Re: [OpenZFS Developer] [zfs] Re: [Review] #3525 Persistent L2ARC - UPDATED

Prakash Surya Wed, 16 Oct 2013 13:03:35 -0700

On Wed, Oct 16, 2013 at 11:55:10AM -0700, [email protected] wrote:
> In a nutshell Richard -- you're looking at this from a computer science 
> theory perspective, without understanding the pragmatic issues.  The 
> pragmatic engineering solution is to keep the chains small, and optimize a 
> solution for small chains.  That's what Sašo has done.   This is the 
> difference between an engineer and a scientist.  In this particular case, my 
> KISS values definitely lead me more towards the engineering approach. 
> 
> Its true in the very worst case AVL trees will win, and have a much less bad 
> worst case.  But its also true that if Sašo's work at keeping the chain sizes 
> is small is effective, then the AVL trees introduce substantial complexity 
> and hurt performance in the typical case.  The worst case should be 
> sufficiently exceedingly rarer that we can simply discount it.  If it isn't, 
> then we need to go back and rethink our hash algorithm.


I agree.
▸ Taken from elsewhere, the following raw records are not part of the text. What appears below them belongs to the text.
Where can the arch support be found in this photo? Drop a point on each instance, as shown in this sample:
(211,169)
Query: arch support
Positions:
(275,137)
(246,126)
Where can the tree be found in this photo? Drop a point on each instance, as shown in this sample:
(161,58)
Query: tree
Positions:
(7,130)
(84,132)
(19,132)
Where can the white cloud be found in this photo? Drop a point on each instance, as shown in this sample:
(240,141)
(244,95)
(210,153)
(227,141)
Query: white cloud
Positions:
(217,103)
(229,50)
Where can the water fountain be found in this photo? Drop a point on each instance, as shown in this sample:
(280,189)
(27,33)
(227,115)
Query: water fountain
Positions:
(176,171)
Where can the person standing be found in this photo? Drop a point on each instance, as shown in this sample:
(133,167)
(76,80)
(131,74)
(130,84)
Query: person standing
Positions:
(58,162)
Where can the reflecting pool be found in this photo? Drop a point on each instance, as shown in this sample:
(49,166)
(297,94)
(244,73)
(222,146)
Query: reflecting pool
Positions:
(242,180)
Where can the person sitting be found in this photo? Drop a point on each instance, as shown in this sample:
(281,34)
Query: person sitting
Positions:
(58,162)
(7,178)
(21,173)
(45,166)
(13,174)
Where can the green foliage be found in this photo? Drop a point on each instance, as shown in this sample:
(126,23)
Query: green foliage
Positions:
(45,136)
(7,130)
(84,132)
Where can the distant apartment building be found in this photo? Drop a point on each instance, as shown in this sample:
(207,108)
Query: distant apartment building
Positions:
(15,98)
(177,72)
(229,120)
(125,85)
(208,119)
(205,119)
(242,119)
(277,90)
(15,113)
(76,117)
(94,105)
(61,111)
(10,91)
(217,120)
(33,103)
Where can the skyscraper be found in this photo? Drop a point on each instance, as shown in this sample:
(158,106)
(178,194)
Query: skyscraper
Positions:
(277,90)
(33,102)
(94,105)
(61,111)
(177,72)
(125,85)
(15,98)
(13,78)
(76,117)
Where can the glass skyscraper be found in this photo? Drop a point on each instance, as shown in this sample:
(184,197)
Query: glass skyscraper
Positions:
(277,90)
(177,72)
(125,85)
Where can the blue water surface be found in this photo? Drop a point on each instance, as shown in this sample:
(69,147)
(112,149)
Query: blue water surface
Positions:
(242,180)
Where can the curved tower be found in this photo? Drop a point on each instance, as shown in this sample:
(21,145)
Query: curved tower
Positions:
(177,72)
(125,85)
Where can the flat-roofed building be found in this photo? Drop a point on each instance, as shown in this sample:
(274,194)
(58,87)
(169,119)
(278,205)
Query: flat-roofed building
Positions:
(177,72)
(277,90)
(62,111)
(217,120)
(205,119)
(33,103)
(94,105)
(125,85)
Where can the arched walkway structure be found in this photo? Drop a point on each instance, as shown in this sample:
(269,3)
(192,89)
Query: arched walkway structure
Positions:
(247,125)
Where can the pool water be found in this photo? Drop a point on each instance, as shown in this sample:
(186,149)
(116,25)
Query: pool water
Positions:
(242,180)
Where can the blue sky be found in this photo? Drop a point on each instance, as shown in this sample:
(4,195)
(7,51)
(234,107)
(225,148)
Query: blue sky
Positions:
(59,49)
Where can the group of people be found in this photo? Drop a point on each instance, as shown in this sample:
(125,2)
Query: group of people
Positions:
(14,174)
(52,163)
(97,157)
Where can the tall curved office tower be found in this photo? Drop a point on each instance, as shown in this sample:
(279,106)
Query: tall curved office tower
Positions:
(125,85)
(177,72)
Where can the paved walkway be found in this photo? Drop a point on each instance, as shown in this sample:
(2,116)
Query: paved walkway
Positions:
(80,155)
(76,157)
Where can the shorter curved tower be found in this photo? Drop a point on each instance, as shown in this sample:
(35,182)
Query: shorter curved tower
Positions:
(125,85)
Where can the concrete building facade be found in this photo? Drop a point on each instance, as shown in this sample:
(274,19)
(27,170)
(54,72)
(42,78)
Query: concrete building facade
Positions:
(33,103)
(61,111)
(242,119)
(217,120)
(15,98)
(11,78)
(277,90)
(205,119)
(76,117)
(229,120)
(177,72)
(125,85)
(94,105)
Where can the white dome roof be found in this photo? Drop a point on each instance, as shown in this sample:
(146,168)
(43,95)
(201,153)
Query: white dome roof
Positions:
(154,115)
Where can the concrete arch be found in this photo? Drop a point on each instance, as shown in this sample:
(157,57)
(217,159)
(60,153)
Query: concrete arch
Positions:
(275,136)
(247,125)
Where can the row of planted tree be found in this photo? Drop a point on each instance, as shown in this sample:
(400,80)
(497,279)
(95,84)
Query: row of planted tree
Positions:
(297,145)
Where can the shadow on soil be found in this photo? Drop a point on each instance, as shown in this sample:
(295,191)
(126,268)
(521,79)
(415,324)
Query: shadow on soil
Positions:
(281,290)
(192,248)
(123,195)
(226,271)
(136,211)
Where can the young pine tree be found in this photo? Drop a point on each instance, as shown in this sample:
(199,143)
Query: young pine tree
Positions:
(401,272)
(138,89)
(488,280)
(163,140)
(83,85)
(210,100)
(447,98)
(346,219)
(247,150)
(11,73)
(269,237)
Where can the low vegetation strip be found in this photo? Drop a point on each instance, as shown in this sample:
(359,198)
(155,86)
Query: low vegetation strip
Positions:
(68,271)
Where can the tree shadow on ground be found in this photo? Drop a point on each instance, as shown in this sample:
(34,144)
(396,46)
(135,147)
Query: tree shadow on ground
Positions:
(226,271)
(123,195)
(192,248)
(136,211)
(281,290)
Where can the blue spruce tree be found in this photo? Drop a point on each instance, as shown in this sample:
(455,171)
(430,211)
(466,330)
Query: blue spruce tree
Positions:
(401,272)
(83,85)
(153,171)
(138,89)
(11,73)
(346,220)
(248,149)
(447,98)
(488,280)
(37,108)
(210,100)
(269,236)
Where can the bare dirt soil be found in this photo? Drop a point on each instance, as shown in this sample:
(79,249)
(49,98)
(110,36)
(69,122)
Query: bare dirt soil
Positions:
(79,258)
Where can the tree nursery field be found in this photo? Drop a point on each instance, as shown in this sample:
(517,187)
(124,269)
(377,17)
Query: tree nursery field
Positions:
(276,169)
We *need* to keep the chains short. Period. Thus, asymptotic
analysis doesn't really apply here.

> 
> Almost nobody will ever need to tune these hash sizes.  I'd argue that we 
> could auto tune on boot based on RAM size -- that would be a good solution.  
> (Not very many people have systems that allow dynamic RAM addition, anyway.  
> I'm not aware of any *x86* solutions that do… and we can't properly support 
> the SPARC variants that have such support anyway.)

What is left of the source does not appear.